Department of Oncology, Haukeland University Hospital, Bergen, Norway.
J Pathol Clin Res. 2018 Apr;4(2):114-123. doi: 10.1002/cjp2.96. Epub 2018 Mar 5.
Clear cell renal cell carcinoma (ccRCC) is the most common type of renal cell carcinoma, and anti-angiogenic treatment is currently first line therapy for metastatic ccRCC (mccRCC). Response rates and duration of response show considerable variation, and adverse events have a major influence on patient quality of life. The need for predictive biomarkers to select responders to receptor tyrosine kinase inhibitors upfront is urgent. We investigated the predictive value of immunohistochemical biomarkers associated with angiogenesis and systemic inflammation in mccRCC. Forty-six patients with metastatic or non-resectable ccRCC treated with sunitinib were included. Metastatic and/or primary tumour tissue was stained by immunohistochemistry for selected markers related to angiogenesis [vascular endothelial growth factor A (VEGF-A), VEGF receptor 2 (VEGFR2), platelet-derived growth factor receptor β (PDGFRβ), and heat shock protein 27 (HSP27)] and immune responses [Interleukin 6 receptor α (IL6Rα), interleukin-6 (IL6), and jagged1 (JAG1)]. The predictive potential of the candidate markers was assessed by correlations with response rates (RECIST). In addition, progression free survival (PFS) and overall survival (OS) were analysed. Low tumour cell expression of IL6Rα was significantly associated with improved response to sunitinib (Fisher's exact test, p = 0.03), but not with PFS or OS. Median/high expression of IL6Rα showed significant association with median/high expression of VEGF-A and HSP27. Furthermore, low expression of IL6 was significantly associated with improved PFS, but not OS or response rates. High expression of IL6 was significantly associated with high expression of JAG1, VEGF-A, VEGFR2, and PDGFRβ. Loss of tumour cell expression of IL6Rα in mccRCC patients treated with sunitinib predicts improved treatment response, and might represent a candidate predictive marker.
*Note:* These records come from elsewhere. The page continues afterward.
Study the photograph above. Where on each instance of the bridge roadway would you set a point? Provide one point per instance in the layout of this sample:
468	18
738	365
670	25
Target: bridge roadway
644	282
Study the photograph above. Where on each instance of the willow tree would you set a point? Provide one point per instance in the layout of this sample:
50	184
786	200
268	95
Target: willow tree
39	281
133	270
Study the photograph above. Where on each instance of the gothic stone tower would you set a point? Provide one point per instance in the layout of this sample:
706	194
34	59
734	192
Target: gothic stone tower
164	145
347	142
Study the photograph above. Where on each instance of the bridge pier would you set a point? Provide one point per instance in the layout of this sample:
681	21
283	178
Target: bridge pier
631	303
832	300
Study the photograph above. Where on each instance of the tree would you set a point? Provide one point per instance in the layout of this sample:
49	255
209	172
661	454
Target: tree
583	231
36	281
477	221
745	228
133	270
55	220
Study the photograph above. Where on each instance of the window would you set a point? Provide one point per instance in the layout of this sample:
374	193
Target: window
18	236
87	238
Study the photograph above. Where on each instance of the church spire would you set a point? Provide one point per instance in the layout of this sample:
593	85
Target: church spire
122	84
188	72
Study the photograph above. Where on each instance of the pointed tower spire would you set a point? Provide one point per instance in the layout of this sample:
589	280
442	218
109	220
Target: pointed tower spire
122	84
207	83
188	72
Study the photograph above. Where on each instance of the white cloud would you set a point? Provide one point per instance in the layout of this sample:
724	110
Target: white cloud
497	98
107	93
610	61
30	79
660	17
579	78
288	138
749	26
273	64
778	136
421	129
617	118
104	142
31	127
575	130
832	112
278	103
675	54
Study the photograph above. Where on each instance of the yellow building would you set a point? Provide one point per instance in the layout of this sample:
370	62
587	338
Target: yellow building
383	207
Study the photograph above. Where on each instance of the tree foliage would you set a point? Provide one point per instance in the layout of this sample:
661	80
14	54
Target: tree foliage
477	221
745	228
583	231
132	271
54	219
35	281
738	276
透明细胞肾细胞癌 (ccRCC) 是最常见的肾细胞癌类型,抗血管生成治疗目前是转移性 ccRCC(mccRCC)的一线治疗方法。反应率和反应持续时间存在显著差异,不良事件对患者的生活质量有重大影响。目前迫切需要预测生物标志物来选择对受体酪氨酸激酶抑制剂有反应的患者。我们研究了与 mccRCC 血管生成和全身炎症相关的免疫组织化学生物标志物的预测价值。纳入了 46 名接受舒尼替尼治疗的转移性或不可切除的 ccRCC 患者。通过免疫组织化学染色对选定的与血管生成相关的标志物[血管内皮生长因子 A (VEGF-A)、血管内皮生长因子受体 2 (VEGFR2)、血小板衍生生长因子受体 β (PDGFRβ)和热休克蛋白 27 (HSP27)]和免疫反应[白细胞介素 6 受体 α (IL6Rα)、白细胞介素 6 (IL6)和锯齿 1 (JAG1)]进行了转移性和/或原发性肿瘤组织染色。通过与反应率 (RECIST) 的相关性评估候选标志物的预测潜力。此外,还分析了无进展生存期 (PFS) 和总生存期 (OS)。肿瘤细胞 IL6Rα 低表达与舒尼替尼的反应改善显著相关(Fisher 确切检验,p=0.03),但与 PFS 或 OS 无关。IL6Rα 中/高表达与 VEGF-A 和 HSP27 中/高表达显著相关。此外,IL6 低表达与 PFS 改善显著相关,但与 OS 或反应率无关。IL6 高表达与 JAG1、VEGF-A、VEGFR2 和 PDGFRβ 高表达显著相关。接受舒尼替尼治疗的 mccRCC 患者肿瘤细胞 IL6Rα 表达缺失预测治疗反应改善,可能是候选预测标志物。